To estimste the effect of natural selection on the generation of diversity in B2L within Iranian Orf virus isolates, the number of synonymous (dS) and nonsynonymous (dN) substitutions per site were performed using DnaSP version 5.10.01 based on the method of Nei and Gojobori’s (1986) [20] with the Jukes and Cantor (JC) correction (1969) [21]. Differences between dN and dS rates (dNdS) were evaluated by the Z-test using MEGA 6.0 software [22]. AP value less than 0.05 was considered statistically significant. To test the neutral theory of evolution based on intraspecific comparisons were done by Tajima’s et al. [23,24] D* and F* tests [24] using the DnaSP software. Tajima’s et al. [25] D test determines the departure from neutrality by comparing the estimations of nucleotide divsersity (θ) derived from the average pair wise diversity (π) and the total number of polymorphic sites (S) [25]. The Fu et al. [24] tests were also used to identify the departure from neutral patterns of nucleotide substitutions as deviations between the estimates of θ derived from the number of phylogenies compared to either the total number of mutations (D*) or the average pairwise diversity (F*) [24]. A positive value of Tajima’s et al. [24,25] D tests corresponds to positive natural selection, whereas a negative value signifies an excess of low-frequency polymorphisms relative to expectation, indicating population size expansion and/or negative/purifying selection. To examine whether deviation from neutrality occurs at certain residues of B2L, a sliding window analysis of Tajima’s D [25] across the coding sequences was done using a window size of 250bp and a step size of 10bp [26].

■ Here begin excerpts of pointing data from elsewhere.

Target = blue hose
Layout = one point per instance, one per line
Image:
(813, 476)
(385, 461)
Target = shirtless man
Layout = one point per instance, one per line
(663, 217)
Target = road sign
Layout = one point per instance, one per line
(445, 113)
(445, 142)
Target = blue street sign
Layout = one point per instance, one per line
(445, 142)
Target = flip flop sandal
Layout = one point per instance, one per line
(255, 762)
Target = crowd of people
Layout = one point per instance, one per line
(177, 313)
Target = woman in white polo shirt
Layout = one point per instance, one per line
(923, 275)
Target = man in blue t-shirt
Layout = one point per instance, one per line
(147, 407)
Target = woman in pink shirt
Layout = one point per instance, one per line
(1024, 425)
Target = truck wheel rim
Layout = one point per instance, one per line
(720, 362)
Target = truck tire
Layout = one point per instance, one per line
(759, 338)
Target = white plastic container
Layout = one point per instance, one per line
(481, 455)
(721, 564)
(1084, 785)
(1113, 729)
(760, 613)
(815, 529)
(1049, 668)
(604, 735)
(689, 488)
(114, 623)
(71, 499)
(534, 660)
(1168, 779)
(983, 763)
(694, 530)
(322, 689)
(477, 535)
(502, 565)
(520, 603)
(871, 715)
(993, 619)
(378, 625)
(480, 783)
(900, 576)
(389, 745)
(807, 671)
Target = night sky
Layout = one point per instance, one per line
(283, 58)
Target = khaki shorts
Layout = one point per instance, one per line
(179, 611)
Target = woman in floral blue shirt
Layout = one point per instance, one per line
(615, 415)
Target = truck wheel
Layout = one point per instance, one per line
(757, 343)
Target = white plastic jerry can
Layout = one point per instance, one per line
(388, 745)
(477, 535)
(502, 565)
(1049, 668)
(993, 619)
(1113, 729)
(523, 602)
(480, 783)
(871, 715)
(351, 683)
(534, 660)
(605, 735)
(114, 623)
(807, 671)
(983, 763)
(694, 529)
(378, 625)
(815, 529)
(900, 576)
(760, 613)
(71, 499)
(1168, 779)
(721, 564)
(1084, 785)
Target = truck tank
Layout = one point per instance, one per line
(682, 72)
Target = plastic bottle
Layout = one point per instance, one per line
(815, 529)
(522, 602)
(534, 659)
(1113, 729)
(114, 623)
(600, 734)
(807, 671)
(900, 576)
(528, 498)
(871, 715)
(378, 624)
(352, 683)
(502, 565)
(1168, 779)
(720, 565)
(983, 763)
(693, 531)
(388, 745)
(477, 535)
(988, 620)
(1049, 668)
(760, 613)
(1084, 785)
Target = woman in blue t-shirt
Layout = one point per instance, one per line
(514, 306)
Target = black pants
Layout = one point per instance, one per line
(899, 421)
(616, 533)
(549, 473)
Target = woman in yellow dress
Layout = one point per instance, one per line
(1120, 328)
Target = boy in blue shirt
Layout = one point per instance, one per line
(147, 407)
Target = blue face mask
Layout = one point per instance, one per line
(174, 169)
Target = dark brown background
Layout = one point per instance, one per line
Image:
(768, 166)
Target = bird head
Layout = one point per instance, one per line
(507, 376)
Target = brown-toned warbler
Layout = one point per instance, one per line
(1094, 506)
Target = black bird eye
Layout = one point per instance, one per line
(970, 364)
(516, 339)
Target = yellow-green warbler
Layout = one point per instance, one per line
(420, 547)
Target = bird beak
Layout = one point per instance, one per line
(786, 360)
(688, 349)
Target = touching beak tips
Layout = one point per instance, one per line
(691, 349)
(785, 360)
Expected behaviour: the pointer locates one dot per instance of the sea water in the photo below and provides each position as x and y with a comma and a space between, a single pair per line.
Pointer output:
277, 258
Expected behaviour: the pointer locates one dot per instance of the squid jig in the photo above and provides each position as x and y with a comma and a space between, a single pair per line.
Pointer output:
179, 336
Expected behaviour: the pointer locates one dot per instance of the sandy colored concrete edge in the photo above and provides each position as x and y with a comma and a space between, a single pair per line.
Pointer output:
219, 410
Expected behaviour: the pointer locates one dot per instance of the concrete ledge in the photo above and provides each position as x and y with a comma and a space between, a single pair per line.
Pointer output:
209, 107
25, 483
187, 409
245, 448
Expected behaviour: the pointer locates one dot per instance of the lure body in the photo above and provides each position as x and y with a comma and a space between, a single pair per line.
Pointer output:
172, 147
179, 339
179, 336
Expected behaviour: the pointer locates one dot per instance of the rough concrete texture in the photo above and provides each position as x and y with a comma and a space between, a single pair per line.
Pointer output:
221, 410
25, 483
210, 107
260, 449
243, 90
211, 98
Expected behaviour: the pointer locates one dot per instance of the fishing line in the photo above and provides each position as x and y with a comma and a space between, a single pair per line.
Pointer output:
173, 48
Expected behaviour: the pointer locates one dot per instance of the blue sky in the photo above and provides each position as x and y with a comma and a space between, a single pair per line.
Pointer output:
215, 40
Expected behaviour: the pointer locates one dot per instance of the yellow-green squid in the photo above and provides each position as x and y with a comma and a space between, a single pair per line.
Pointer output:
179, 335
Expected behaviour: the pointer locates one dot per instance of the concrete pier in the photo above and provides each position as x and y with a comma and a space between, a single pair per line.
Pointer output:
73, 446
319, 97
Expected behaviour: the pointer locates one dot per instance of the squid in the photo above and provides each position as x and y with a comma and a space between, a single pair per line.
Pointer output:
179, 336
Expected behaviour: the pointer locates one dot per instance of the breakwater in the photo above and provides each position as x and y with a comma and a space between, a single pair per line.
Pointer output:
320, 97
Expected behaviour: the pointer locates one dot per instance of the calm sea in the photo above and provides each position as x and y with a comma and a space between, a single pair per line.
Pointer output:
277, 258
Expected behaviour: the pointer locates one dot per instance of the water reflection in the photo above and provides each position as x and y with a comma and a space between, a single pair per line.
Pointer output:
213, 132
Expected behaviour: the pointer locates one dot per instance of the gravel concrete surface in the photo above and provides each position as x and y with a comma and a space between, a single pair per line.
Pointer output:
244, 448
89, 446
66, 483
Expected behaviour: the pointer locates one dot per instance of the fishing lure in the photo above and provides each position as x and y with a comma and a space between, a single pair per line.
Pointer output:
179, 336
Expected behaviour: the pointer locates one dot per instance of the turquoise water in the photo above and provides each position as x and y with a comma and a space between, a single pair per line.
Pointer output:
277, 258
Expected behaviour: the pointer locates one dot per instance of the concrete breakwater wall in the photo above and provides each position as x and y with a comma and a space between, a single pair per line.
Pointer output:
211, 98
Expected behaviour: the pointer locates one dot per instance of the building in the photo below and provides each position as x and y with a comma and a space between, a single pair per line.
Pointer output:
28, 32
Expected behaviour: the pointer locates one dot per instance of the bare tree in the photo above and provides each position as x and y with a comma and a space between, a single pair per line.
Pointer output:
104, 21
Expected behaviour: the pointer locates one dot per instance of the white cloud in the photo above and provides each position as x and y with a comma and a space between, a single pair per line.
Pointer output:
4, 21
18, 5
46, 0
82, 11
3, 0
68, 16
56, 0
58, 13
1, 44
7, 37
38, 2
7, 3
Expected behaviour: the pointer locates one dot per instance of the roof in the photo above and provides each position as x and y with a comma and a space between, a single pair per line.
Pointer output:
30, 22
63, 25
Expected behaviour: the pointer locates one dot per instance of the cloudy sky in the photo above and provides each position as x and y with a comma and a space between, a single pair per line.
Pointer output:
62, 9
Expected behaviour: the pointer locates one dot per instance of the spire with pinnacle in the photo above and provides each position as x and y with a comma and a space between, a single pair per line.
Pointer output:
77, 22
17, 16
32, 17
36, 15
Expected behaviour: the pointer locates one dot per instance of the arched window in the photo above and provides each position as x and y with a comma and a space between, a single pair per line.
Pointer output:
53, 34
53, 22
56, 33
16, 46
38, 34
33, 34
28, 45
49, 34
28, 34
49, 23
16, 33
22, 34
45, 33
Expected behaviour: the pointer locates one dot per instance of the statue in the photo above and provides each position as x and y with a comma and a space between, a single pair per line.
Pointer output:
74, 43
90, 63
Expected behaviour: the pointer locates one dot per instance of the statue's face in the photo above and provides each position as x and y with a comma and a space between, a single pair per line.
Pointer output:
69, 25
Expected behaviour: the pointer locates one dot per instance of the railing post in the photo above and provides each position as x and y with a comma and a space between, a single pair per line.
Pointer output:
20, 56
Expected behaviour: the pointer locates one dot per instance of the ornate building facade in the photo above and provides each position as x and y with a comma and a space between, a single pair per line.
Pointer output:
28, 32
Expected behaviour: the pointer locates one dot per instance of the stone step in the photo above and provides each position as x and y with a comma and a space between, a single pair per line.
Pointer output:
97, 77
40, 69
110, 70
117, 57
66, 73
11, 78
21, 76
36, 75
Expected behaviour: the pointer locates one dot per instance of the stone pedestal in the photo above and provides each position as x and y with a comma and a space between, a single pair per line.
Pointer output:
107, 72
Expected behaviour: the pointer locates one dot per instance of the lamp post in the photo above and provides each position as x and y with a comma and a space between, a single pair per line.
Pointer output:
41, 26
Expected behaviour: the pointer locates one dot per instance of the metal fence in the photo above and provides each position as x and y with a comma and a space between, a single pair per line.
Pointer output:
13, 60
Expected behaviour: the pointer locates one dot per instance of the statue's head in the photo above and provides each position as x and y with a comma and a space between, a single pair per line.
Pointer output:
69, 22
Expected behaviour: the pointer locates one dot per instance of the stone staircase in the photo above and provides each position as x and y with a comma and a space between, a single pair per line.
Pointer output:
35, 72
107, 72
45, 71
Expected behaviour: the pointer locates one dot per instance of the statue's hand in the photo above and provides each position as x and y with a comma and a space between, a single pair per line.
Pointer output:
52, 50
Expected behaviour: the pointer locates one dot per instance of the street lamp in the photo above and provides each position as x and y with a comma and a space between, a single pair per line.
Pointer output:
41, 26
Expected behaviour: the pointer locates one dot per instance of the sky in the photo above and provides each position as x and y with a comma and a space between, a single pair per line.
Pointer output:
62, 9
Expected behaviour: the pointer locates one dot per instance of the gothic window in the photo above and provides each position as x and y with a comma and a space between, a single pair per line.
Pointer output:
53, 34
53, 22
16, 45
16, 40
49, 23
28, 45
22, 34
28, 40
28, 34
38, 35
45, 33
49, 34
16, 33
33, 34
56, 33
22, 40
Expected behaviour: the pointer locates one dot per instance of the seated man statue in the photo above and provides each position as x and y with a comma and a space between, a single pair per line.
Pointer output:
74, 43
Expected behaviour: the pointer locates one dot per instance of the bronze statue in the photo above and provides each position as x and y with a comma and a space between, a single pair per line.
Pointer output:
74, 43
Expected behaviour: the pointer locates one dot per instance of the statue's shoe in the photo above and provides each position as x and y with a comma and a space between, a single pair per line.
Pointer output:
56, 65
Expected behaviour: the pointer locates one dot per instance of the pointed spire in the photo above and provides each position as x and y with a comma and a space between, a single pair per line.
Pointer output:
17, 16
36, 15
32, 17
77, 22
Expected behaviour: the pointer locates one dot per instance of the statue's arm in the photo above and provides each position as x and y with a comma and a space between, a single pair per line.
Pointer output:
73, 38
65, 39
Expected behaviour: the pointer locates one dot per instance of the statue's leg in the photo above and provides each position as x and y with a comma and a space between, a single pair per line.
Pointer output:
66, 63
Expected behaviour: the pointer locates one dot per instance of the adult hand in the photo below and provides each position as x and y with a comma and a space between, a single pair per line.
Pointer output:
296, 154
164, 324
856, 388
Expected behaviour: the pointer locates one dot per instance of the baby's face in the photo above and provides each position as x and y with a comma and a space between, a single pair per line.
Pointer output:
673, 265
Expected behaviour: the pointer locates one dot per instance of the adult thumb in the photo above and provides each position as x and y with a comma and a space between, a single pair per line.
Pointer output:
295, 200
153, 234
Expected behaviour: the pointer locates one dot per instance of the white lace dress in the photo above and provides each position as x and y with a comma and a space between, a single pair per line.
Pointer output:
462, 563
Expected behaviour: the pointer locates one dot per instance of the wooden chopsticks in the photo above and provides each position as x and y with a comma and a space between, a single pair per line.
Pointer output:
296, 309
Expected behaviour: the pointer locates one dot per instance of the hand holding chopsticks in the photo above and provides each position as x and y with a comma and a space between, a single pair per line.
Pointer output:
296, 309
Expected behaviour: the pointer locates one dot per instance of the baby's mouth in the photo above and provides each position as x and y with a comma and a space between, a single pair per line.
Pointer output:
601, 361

Population Genetic Analysis

The genetic difference among the isolates of different endemic regions was measured by the fixation index (Fst) and calculated from the average number of pairwise DNA sequence diversity interspecific and intraspecific populations using DnaSP software. Fst analysis was performed based on B2L sequences published in GenBank (nt: 1-1137), including Turkey (n=8), India (n=61), Korea (n=6), China (n=77), Taiwan (n=3), Ethiopia (n=18), Nigeria (n = 8) Brazil (n=6) and Finland (n=8). The Fst measures the proportion of overall allele diversity attributable to differences within populations, and its interpretation at each locus was based on four categories defined earlier as no differentiation (0), low genetic differentiation (0-0.05), moderate differentiation (0.05-0.15) and high differentiation (0.15-0.25) [27]. P≤0.05 was considered as significant difference. Finally, phylogenetic analysis was generated using the neighbor-joining method with Kimura 2-parameter distance [28] in MEGA 6.0 software. The sequences generated in this Study (24 sequences) as well as Turkey (8 sequences), India (61 sequences), Korea (6 sequences), China (77 sequences), Taiwan (3 sequences), Ethiopia (18 sequences), Nigeria (8 sequences) Brazil (6 sequences), Finland (8 sequences), Russia (1 sequence) and Zambia (1 sequence), were analyzed along with reference sequences (BPSV; the bovine papular stomatitis virus and PCPV; pseudocowpox virus) retrieved from GenBank.

Results

Identification of Orf Virus

To confirm the Orf virus identity, total DNA was extracted from the mouth scab samples and screened by PCR amplification. A PCR product of 1,210 bp (open reading frame of 1,137 bp) was visualized on 1% agarose gel (Figure 2) from all samples. This result confirmed the presence of infectious Orf virus in all attended herds. Moreover, after inoculation of LT cells with the supernatants from the clinical samples, characteristic poxvirus-induced CPE (with rounded cell detaching from monolayer) developed after 2-4 days in culture for either the first or second blind passage (Figure 3A). In the negative control no CPE was observed (Figure 3B).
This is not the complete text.